19 Nov 2021 | 15:51 UTC

UK regulator Ofgem launches consultation into gas, power price cap

Highlights

Design to be reviewed after unprecedented rise in gas prices

New methodology could be introduced as early as April 2022

Ofgem minded to upward revision to wholesale risk allowance

The UK's national energy regulator, Ofgem, has opened a consultation into the default tariff cap for domestic retail gas and power supply, it said in a Nov. 19 statement.

Amid record-high prices and unprecedented volatility within the wholesale market for energy, Ofgem said it needed to consider changes to the cap's design "in order to consider and possible unintended consequences," adding that it needed to focus on "targeted changes" to reflect the current circumstances.

"We are consulting on whether the recent rise in wholesale prices has caused the level of the price cap to materially depart from the efficient cost level allowed for in the price cap," Ofgem said.

"It is in the interests of both consumers and industry to ensure that the price cap appropriately reflects the costs, risks and uncertainties facing suppliers."

Ofgem invited industry stakeholders to provide evidence of the extent their costs are reflected within the methodology, as well as encouraging responses from suppliers, consumer groups, other stakeholders and the public. The consultation will run until Dec. 17, 2021, and changes to the methodology could be implemented as soon as April 1, 2022, the regulator said.

Since September, a number of small UK energy suppliers have ceased to trade in the market environment, and it is feared more will become insolvent if prices remain high.

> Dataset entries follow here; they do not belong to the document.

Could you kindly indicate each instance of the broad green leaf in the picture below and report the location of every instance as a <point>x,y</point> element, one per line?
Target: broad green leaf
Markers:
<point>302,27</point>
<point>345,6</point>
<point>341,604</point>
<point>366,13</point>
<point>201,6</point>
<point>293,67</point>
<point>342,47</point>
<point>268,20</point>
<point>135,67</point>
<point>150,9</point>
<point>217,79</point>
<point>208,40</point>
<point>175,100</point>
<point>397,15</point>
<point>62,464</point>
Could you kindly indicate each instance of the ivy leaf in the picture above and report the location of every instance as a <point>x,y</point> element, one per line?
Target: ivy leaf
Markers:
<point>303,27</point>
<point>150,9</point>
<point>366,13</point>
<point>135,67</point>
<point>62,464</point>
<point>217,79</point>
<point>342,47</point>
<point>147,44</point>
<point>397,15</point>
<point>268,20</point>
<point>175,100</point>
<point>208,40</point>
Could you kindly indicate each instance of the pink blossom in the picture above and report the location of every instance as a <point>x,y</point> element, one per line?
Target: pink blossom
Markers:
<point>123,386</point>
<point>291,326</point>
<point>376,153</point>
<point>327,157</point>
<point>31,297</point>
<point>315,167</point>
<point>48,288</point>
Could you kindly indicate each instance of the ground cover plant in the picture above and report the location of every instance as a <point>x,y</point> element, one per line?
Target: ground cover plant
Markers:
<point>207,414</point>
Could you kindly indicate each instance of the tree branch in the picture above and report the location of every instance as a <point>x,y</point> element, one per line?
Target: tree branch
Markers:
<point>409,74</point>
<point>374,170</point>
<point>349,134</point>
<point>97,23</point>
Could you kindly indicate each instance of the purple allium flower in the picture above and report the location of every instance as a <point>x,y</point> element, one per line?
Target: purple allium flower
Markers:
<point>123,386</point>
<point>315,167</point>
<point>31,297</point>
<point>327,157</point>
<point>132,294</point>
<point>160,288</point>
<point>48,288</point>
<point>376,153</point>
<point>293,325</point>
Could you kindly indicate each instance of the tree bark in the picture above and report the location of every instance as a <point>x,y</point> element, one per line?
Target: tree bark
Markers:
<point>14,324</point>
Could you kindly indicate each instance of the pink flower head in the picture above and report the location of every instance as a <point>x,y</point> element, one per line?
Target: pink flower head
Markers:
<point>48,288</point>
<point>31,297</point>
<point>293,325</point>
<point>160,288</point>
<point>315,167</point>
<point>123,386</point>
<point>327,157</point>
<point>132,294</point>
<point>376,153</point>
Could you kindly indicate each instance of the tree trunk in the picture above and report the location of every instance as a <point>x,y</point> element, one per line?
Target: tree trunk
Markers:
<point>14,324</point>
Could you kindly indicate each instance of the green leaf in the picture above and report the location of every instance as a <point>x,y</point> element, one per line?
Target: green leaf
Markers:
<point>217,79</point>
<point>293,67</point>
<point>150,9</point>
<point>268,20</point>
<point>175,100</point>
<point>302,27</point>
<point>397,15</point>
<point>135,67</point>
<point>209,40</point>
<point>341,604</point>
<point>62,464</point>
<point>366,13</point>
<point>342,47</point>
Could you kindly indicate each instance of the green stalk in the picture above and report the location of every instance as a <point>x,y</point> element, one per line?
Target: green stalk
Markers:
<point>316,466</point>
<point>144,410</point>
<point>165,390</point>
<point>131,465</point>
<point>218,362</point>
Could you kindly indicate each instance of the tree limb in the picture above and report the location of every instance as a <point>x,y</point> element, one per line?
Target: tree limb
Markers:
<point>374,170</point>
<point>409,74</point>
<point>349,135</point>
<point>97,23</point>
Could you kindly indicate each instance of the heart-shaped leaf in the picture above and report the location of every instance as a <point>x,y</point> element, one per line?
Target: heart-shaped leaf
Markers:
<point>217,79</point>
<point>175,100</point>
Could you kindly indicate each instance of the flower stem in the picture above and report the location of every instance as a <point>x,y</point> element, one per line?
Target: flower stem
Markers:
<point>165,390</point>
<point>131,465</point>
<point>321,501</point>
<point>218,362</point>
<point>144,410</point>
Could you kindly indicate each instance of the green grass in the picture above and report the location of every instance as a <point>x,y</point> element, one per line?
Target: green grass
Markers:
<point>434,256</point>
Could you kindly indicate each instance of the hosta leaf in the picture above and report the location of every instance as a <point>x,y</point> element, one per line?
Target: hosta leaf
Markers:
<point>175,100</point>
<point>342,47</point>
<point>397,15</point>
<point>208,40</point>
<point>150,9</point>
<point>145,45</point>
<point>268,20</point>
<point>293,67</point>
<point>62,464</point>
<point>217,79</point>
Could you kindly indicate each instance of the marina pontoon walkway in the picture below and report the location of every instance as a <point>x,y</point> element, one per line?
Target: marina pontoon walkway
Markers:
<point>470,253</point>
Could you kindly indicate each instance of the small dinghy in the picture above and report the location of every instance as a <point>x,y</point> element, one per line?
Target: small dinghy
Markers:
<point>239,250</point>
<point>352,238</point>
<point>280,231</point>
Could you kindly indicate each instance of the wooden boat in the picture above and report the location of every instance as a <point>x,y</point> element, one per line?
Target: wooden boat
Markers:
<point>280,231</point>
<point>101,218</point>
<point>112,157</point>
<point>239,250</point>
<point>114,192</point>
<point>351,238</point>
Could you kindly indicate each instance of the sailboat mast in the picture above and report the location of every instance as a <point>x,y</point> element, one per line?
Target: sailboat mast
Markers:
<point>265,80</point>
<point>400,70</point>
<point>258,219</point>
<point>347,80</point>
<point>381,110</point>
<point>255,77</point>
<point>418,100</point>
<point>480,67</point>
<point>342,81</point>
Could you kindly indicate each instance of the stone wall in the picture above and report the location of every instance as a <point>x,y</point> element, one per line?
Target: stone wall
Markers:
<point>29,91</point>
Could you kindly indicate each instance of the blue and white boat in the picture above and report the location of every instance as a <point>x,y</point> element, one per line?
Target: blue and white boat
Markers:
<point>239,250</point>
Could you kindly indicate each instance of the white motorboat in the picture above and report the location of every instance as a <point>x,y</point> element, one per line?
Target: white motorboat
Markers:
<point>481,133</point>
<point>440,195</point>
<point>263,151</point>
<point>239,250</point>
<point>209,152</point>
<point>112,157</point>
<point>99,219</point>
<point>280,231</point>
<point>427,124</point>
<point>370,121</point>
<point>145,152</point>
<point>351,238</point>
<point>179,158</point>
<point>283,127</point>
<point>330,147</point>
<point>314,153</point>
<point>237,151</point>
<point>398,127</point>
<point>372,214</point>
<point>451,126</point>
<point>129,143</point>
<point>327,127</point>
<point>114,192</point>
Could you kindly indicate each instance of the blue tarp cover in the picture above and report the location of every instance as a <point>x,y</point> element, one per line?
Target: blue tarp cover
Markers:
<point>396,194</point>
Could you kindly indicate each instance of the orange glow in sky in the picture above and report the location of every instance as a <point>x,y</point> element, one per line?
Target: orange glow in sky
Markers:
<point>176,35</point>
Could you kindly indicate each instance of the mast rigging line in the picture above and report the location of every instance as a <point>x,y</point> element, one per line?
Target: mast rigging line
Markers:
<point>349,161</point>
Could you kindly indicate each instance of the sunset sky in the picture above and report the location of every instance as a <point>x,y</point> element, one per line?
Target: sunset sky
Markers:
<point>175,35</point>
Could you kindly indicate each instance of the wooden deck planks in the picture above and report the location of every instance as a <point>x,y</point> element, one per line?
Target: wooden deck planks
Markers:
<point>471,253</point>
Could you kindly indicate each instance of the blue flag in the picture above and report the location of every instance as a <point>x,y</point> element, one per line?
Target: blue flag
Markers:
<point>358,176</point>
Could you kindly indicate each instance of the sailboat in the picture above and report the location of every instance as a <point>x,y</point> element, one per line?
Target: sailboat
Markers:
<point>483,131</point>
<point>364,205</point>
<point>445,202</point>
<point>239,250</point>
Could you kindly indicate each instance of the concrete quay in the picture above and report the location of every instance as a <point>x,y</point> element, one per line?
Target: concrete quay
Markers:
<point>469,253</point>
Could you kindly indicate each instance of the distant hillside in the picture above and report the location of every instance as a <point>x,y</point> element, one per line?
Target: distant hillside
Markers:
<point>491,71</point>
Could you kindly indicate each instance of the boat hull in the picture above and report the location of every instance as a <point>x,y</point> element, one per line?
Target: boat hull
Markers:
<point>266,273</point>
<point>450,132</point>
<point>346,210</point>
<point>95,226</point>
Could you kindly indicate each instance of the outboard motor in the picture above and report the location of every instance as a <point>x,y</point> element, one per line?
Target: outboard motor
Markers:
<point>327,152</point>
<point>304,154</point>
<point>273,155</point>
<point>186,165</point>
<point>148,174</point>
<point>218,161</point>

Some industry observers have noted how the wholesale price of natural gas, consideration of which makes up around 40% of the gas tariff cap, may have risen to such an extent that it would be unprofitable to sell supply on the retail market if their revenues are limited by the cap.

Focus

With the current market conditions bringing the cap's effectiveness and suitability into sharp focus, facets of its design are now to be examined, such as the eight-month lag between wholesale price movements being reflected in the cap itself.

"This limits the risk of price spikes for default tariff consumers, but in periods of price volatility exposes suppliers to additional costs and risks that are challenging to manage," the statement said.

The consultation will consider what kind of reform would "best deliver fair prices for consumers... while enabling us to have a regard to supplier's financeability of efficient costs," it said.

Ofgem also mentioned that they would need to consider how the price cap would evolve as mandatory half-hourly electricity settlement moves closer. A separate entity within Elexon was approved by the regulator, also on Nov. 19, for this purpose.

The statement went on to say that Ofgem wished to consult on how the cap allows for uncertainty in establishing consumption hedges, and how to account for unparalleled changes in the energy market.

"Suppliers incur costs related to forecasting demand before refining their positions by converting from less to more granular forward contracts closer to delivery," it said.

"The current cap methodology includes a range of additional direct fuel allowances to allow suppliers to recover these costs," it continued. "These allowances are indexed, based on an assessment of historic costs conducted when the cap methodology was designed."

"Given these additional allowances are indexed to direct fuel costs, the monetary value of these allowances will increase irrespective of any adjustment from 1 April due to the higher wholesale prices."

Ofgem also said that it expected suppliers would be facing higher costs due to imbalance costs, as well as unexpected demand for Standard Variable Tariffs (SVTs), the kind protected under the default tariff cap.

"Suppliers may have seen a material and sudden increase in the number of customers defaulting from fixed-term contracts to SVTs," it said.

"As many suppliers hedge far in advance, the higher numbers of customers defaulting onto SVTs is likely to be beyond what suppliers would have reasonably expected and hedged for."

"As such, suppliers may need to procure much of this unanticipated SVT demand at short notice, and at prices above the current cap level," it continued. "However, some suppliers may have at least partly anticipated this risk and adjusted their hedging strategies to reduce these losses."

The regulator also acknowledged that Contract for Difference (CFD) costs faced by suppliers are currently materially lower than the cap accounts for.

In launching the consultation, the regulator also published its own 'minded-to' position on the matter, giving an indication of what reforms it is likely to decide upon should stakeholder responses support its position.

"Our minded to position is to introduce an upward revision to the wholesale additional risk allowance as an interim solution," Ofgem said. "This recognizes the fact that we do not yet know the duration for which the current period of higher costs and volatility will continue. We would then propose to review the adjustment as part of a wider ranging review of the price cap."

"We consider that an adjustment to the wholesale additional risk allowance is the most appropriate near-term change to update the cap on the basis that this allowance is specifically targeted at allowing efficient suppliers to recover uncertain wholesale costs. This option also allows us to introduce a change to the cap from April 2022, if we determine it is appropriate to do so."